El problema no se limita a las facturas domésticas. La hidroeléctrica aporta cerca del 28% de la electricidad de la Unión Europea en el primer trimestre de 2026, pese a ser la segunda fuente renovable del continente tras la eólica. Y justo cuando esta fuente se debilita, la demanda energética para alimentar la inteligencia artificial se dispara: un solo clúster de entrenamiento para modelos de IA de última generación consume hoy entre 100 y 300 megavatios de forma continua, el equivalente al consumo de una ciudad de tamaño medio.
Los precios mayoristas de la electricidad en la Unión Europea ya son los más altos entre los principales mercados mundiales, aproximadamente el doble que en Estados Unidos e India.
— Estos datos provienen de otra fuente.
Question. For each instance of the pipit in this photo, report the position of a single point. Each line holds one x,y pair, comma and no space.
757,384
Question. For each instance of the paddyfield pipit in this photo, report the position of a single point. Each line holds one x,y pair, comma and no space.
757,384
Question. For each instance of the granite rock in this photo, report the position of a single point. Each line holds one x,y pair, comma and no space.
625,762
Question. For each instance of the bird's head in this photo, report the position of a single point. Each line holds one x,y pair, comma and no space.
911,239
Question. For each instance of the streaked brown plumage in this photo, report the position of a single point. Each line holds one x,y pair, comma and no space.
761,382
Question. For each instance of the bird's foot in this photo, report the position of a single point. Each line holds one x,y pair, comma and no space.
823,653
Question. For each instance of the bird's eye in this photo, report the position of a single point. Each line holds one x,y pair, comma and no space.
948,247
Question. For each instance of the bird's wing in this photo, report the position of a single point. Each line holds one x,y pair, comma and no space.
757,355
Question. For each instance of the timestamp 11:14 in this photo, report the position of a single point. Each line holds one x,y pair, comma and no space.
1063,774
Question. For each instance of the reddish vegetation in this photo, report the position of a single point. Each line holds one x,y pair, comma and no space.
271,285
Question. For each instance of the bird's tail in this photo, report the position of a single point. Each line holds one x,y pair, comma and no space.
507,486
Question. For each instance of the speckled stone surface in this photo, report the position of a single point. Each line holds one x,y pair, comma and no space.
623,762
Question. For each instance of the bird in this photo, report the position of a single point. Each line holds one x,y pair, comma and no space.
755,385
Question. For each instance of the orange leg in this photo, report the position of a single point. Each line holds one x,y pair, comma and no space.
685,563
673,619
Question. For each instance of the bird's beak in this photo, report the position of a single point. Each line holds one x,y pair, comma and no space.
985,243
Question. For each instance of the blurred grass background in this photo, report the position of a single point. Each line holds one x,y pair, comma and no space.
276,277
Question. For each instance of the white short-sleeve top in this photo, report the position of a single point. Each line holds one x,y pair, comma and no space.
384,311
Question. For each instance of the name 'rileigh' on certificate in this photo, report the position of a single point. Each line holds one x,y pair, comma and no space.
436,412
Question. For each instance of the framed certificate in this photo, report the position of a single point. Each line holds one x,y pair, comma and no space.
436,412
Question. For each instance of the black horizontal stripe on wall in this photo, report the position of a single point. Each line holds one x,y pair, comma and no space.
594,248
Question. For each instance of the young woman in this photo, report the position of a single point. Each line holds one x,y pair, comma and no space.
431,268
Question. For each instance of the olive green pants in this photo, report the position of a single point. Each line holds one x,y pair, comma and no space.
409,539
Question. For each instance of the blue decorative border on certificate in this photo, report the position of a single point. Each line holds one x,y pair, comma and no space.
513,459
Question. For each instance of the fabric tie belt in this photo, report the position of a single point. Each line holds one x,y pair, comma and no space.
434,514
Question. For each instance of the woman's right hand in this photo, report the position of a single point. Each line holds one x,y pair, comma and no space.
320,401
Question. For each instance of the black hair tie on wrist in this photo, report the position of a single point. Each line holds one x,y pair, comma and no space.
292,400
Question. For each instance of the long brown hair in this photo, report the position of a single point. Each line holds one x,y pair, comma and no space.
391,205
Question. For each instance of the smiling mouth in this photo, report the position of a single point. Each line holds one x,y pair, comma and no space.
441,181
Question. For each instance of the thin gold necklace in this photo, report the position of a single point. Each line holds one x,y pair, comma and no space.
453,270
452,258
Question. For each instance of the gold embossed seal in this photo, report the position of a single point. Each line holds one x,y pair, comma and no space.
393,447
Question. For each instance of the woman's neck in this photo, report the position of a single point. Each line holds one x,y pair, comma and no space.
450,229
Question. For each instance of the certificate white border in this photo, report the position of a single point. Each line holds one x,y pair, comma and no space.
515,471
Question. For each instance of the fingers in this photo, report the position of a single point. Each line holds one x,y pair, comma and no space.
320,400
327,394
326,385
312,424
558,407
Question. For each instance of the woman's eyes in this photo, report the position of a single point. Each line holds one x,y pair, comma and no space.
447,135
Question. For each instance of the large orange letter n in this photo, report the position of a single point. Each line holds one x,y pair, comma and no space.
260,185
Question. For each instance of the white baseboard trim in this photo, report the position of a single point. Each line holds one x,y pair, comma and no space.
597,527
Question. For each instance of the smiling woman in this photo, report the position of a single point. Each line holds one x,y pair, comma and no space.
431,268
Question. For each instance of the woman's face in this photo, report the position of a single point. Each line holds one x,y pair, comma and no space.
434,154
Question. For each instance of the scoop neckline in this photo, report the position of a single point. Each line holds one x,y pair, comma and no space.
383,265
Según los análisis recopilados por medios especializados como Voltarione y Tech Insider, el coste de asegurar capacidad en los cinco principales mercados europeos de centros de datos —Fráncfort, Londres, Ámsterdam, Dublín y París— subirá de media un 12% en 2026, impulsado por restricciones de oferta y costes de desarrollo crecientes. Para un campus de 100 megavatios, el coste energético anual total oscila entre 38 y 55 millones de euros en los países nórdicos, donde la combinación de hidroeléctrica y eólica garantiza precios spot más bajos y estables (40-60 euros por megavatio-hora), hasta 118-149 millones de euros en Dublín.
Es en este escenario donde analistas citados por CNBC y OilPrice hablan abiertamente del riesgo de que Europa "pierda la carrera de la IA" no por falta de talento o capital, sino simplemente por falta de energía a precios competitivos. Estados Unidos y China, con redes eléctricas más flexibles y, en algunos casos, menos restricciones ambientales para construir nueva capacidad, están absorbiendo una cuota creciente de la inversión global en centros de datos.
Para las empresas tecnológicas europeas, la consecuencia práctica ya es visible: parte de la capacidad de cómputo se está desplazando hacia los países del norte de Europa, donde las condiciones hídricas y eólicas siguen siendo más favorables, o directamente fuera del continente. Para la ciudadanía, el efecto más inmediato sigue siendo el más familiar —facturas más caras en un verano ya marcado por el calor y la sequía— pero la cuestión, explican los expertos, está cada vez más entrelazada con el futuro industrial del continente: sin energía renovable abundante y fiable, a Europa le costará competir de igual a igual en la carrera global por la inteligencia artificial.